Artistas

Rop Cateh

Território Indígena Taquaritiua, MA, em colaboração com Gê Viana [Santa Luiza, MA, 1986] e Thiago Martins de Melo [São Luís, MA, 1981]

Sobre o chão ancestral, sob a guia dos encantados, correm os cachorros de Bilibeu. Jenipapo no corpo e fuligem no rosto, festa nos olhos e, na boca, o júbilo da alma. Gritam sua força no sol e na chuva, no asfalto e na mata, percorrendo o território para sacralizá-lo e demarcá-lo com os próprios pés.

O processo de retomada de identidade e das terras ancestrais do povo Akroá Gamella, originário do Maranhão, tem como celebração simbólica central o “Ritual do Bilibeu”, que cria um laço fundamental entre a luta territorial e as festividades culturais para a continuidade do povo em meio a um contexto de constante ameaça e opressão. Esse ritual é uma prática ancestral que envolve toda a comunidade e se conecta profundamente com a cosmologia Akroá Gamella. Bilibeu, o encantado reverenciado, é uma figura mítica, um guardião ligado a aspectos da fertilidade e da proteção. Com duração de vários dias, seu ápice é conhecido como a “corrida dos cachorros de Bilibeu”, na qual os participantes se transmutam em “cães”, pintados e adornados com elementos naturais, simbolizando uma fusão festiva entre o humano, o animal e o divino. Nessa etapa, percorrem as aldeias de seu território em uma jornada intensa que dura cerca de doze horas e percorre, ininterruptamente, mais de trinta quilômetros sobre estradas de terra, grama, asfalto, barro, lama, e por entre florestas e cursos de água. Em cada casa em que param, animais e bebidas são lançados aos cachorros para ser caçados como oferendas a Bilibeu. Fisicamente extenuante, o percurso energiza e regozija a alma, repactuando a conexão espiritual com a terra e com os encantados. 

Esse evento, que harmoniza elementos de tradições afro-indígenas e do catolicismo, é um momento de transe permeado por votos de fertilidade e prosperidade. A caminhada reúne, em si, aspectos de cerimônia espiritual, de celebração comunitária, de grande festejo e de afirmação política, e é, ainda, um importante rito de passagem para os homens, que participam como uma forma de marcar sua transição para a vida adulta, confirmando seu compromisso com a cultura e a continuidade de seu povo. Desde abril de 2017, quando a comunidade sofreu um brutal ataque perpetrado por agentes externos que feriram irreversivelmente várias pessoas, o Ritual de Bilibeu ganhou ainda mais centralidade, sendo transferido do Carnaval para o mês do ataque.
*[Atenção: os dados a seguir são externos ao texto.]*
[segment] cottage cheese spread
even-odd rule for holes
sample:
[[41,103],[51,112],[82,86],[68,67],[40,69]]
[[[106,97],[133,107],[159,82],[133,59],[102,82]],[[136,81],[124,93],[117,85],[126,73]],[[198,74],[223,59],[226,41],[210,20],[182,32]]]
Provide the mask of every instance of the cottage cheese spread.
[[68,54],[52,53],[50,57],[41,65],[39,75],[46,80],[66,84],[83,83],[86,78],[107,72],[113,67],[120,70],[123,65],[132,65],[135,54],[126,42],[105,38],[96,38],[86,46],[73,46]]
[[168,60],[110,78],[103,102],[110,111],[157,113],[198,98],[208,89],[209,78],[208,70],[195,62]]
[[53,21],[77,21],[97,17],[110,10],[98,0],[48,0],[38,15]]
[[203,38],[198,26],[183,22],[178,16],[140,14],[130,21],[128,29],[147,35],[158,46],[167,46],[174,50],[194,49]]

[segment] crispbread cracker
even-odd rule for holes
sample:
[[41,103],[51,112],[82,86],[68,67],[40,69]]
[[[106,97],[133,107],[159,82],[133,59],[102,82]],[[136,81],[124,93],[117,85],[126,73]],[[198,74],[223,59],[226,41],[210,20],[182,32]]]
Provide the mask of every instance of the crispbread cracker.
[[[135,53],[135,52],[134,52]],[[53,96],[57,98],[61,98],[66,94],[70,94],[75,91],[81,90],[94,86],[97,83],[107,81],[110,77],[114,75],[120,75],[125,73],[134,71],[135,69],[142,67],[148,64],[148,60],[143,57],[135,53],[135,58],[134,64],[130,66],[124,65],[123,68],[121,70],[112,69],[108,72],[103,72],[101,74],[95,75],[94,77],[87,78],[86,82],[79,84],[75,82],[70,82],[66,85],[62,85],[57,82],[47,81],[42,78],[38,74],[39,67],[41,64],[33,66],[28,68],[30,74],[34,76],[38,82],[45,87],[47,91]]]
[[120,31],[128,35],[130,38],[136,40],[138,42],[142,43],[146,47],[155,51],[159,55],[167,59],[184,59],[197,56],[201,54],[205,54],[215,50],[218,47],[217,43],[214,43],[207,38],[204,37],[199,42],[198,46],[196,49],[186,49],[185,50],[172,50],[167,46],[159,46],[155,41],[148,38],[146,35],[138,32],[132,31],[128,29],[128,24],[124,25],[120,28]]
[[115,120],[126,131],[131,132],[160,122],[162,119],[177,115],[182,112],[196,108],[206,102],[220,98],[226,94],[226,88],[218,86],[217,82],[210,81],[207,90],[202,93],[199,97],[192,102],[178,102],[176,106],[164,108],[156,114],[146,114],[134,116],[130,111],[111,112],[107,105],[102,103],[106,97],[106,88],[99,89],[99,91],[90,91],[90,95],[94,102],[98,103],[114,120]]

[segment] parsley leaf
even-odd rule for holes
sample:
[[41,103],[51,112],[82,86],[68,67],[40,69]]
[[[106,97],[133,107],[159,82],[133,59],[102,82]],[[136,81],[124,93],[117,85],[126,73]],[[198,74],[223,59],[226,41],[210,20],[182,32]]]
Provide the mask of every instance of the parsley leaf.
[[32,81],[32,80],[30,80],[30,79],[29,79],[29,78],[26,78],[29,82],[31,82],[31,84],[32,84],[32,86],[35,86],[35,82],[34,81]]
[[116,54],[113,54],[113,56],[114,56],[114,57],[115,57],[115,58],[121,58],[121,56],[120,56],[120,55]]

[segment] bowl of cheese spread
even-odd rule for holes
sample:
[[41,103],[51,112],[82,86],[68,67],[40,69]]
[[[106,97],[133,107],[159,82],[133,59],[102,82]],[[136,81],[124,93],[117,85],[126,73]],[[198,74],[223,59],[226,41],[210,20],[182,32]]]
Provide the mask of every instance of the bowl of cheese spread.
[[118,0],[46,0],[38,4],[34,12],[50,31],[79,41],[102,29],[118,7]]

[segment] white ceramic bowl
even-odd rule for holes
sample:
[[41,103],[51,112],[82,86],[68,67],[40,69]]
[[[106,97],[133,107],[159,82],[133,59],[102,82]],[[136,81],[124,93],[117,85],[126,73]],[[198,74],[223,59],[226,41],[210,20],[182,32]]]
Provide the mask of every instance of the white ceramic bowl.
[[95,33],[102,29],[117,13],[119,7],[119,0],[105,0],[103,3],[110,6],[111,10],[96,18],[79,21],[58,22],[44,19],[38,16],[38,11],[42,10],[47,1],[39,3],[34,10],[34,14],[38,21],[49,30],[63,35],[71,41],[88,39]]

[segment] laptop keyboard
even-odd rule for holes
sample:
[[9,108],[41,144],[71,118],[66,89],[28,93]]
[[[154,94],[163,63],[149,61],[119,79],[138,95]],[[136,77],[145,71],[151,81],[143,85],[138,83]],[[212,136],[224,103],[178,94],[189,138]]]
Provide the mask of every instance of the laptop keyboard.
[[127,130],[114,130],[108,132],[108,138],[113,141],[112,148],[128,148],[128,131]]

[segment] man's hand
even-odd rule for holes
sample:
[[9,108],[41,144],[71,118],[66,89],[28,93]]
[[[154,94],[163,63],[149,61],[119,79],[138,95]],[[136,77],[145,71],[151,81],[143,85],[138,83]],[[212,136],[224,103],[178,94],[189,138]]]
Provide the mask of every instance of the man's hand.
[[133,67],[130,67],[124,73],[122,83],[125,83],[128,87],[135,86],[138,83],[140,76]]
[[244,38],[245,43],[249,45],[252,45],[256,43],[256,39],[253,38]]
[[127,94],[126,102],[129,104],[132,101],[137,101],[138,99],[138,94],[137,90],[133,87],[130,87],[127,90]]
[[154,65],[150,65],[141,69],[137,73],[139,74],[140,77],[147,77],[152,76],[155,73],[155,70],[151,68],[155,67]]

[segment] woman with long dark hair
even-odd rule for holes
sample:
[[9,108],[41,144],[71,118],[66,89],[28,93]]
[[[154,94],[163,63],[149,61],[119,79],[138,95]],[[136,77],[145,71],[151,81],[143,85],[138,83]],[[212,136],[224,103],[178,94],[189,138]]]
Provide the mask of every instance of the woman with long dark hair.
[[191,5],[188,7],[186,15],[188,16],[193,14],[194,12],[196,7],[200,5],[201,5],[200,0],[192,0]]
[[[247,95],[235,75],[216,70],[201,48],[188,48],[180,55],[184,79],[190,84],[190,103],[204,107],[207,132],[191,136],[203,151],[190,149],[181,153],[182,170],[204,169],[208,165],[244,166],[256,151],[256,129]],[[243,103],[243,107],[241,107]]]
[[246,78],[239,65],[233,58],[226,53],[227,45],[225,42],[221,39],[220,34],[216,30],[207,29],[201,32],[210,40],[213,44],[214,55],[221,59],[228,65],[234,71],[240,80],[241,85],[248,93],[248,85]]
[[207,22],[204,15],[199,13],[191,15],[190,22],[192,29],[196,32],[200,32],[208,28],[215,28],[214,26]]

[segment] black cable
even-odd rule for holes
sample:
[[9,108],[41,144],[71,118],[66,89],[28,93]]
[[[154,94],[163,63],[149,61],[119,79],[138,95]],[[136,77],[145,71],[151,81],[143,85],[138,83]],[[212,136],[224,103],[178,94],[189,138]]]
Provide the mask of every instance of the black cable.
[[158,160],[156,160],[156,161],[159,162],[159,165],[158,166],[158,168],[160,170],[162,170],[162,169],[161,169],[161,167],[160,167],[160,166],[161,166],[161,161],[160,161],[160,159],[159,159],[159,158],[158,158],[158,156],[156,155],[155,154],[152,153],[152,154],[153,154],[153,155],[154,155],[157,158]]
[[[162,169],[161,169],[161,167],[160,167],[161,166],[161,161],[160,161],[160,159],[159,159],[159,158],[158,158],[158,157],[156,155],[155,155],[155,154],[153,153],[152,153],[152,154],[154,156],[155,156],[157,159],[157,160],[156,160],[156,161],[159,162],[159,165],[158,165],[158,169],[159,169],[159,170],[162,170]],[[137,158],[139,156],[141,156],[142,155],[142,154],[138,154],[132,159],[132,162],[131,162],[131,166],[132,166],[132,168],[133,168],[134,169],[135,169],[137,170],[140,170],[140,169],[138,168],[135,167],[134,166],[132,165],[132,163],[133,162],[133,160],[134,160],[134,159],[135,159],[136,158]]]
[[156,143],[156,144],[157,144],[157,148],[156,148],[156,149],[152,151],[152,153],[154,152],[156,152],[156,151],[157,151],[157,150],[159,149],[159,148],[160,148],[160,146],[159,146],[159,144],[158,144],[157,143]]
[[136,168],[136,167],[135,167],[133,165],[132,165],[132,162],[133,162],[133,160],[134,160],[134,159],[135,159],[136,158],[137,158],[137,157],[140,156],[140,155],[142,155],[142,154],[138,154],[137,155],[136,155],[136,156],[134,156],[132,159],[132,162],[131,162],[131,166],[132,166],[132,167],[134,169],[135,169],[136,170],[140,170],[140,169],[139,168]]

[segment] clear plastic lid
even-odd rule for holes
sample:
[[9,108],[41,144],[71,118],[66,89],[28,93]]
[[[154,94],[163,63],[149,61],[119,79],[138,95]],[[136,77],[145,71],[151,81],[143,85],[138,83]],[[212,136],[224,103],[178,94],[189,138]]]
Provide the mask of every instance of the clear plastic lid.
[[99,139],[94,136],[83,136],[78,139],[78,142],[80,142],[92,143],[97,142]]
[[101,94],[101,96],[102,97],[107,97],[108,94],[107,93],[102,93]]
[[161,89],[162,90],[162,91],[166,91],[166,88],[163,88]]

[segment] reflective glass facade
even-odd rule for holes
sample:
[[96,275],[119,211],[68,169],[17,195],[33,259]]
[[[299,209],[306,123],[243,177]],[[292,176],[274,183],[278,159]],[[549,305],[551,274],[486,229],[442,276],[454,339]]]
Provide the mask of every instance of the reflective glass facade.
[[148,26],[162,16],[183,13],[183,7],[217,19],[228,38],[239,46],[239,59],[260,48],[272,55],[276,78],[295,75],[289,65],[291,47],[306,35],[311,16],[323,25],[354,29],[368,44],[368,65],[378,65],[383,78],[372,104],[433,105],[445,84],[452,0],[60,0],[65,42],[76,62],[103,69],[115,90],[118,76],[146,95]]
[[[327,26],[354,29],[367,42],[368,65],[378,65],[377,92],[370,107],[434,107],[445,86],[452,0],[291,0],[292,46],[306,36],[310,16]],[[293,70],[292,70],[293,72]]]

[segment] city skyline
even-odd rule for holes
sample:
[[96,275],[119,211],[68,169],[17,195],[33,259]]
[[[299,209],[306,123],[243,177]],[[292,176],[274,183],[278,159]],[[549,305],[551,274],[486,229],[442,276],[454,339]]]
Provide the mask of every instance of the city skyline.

A autodeclaração política do povo Akroá Gamella — cuja etnia já foi dada oficialmente como extinta — é uma resposta contundente à sociedade que frequentemente questiona sua identidade e seus direitos, e a todo custo tenta apagá-los.

O termo Rop Cateh – Alma pintada em Terra de Encantaria dos Akroá Gamella, escolhido para representar a participação do território no 38º Panorama, reflete a essência do Ritual de Bilibeu. A apresentação envolveu uma série de conversas e processos com os membros do Conselho de sua comunidade e com o recém-formado Coletivo Pyhan — que tem se organizado como corpo de comunicação da comunidade —, e contou também com a colaboração de dois artistas maranhenses que já tinham laços com o território e cujas práticas em tudo se relacionam com as questões do Panorama: Gê Viana e Thiago Martins de Melo. A partir de costuras e alinhamentos fundamentais, foram selecionadas filmagens — editadas em um único vídeo — e fotografias de diferentes autores que documentam, de modo implicado e com um olhar livre e poético, as atividades do ritual. Uma série de colagens manuais e pinturas produzidas por membros da comunidade em oficinas conduzidas no território pelos artistas colaboradores somam-se à apresentação. Nesses trabalhos, são visíveis gestos de afirmação que revelam laços familiares, atividades comunitárias, mapas subjetivos da terra e representações da fauna, da flora e dos encantados. O resultado é um grande painel multimídia de visualidade expressiva, sublinhando a explosão estética, a potência criativa e as discussões fundamentais sobre território, identidade e espiritualidade articuladas pelo povo Akroá Gamella.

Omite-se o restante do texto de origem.